Elle doit donc répond­re à un beso­in d’in­for­ma­ti­on. Inver­se­ment, cela signi­fie éga­le­ment que seul un beso­in d’in­for­ma­ti­on réel doit être pro­té­gé. Il en résul­te notam­ment que la per­son­ne con­cer­née doit être en mesu­re d’entre­prend­re ses pro­pres démar­ches si elle sou­hai­te prend­re effec­ti­ve­ment con­nais­sance des infor­ma­ti­ons rela­ti­ves à la pro­tec­tion des données.

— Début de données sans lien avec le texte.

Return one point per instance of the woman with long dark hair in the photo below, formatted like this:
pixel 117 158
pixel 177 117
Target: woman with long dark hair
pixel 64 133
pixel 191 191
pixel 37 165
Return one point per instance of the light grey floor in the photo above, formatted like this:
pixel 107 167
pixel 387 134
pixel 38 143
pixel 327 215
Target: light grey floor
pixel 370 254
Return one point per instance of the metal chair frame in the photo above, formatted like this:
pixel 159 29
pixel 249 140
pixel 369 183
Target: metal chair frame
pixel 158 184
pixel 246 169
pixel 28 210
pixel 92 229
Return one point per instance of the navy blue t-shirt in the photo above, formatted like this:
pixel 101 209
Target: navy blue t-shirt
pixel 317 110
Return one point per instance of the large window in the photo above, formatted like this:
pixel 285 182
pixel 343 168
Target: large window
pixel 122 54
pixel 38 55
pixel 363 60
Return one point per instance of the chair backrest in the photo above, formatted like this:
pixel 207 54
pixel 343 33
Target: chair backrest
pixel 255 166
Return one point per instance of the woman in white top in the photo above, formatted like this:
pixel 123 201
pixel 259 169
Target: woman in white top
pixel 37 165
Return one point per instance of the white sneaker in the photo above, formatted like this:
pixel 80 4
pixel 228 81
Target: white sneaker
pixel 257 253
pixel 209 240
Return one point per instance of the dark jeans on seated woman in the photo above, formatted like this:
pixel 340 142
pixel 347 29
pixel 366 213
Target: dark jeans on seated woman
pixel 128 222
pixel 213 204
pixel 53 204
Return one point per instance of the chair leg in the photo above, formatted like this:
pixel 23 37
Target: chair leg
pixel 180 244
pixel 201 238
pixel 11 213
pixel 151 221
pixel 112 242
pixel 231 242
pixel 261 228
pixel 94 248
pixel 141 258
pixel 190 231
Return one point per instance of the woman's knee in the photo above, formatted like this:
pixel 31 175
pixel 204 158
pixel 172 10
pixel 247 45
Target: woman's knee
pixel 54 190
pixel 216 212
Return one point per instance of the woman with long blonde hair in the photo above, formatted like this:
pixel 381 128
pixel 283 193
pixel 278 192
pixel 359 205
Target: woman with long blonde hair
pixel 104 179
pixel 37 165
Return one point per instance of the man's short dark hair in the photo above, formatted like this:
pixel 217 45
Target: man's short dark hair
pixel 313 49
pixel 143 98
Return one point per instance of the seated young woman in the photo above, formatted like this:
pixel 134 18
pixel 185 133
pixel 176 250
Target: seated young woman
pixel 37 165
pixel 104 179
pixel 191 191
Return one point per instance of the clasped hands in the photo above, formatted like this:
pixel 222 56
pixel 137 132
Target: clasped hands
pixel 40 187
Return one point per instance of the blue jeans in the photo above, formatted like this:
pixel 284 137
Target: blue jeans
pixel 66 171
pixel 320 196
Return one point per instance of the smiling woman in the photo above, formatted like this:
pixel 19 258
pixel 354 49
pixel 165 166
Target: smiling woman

Il s’en­su­it, mais aus­si de con­sidé­ra­ti­ons d’ord­re con­sti­tu­ti­on­nel, que le responsable doit four­nir des infor­ma­ti­ons peut en prin­ci­pe mett­re à dis­po­si­ti­on sur Inter­netLa loi sur la pro­tec­tion des don­nées pré­voit une obli­ga­ti­on de décla­ra­ti­on. Il est seu­le­ment exi­gé, mais tout de même, que le trai­te­ment des don­nées soit recon­naissa­ble en tant que tel et, en out­re, qu’il res­sor­te au moins des cir­con­stances où la per­son­ne con­cer­née peut trou­ver une décla­ra­ti­on de pro­tec­tion des don­nées. En revan­che, il n’est pas pos­si­ble d’e­xi­ger du responsable qu’il ren­voie expres­sé­ment la per­son­ne con­cer­née à son site inter­net ou même qu’il met­te à sa dis­po­si­ti­on un code QR.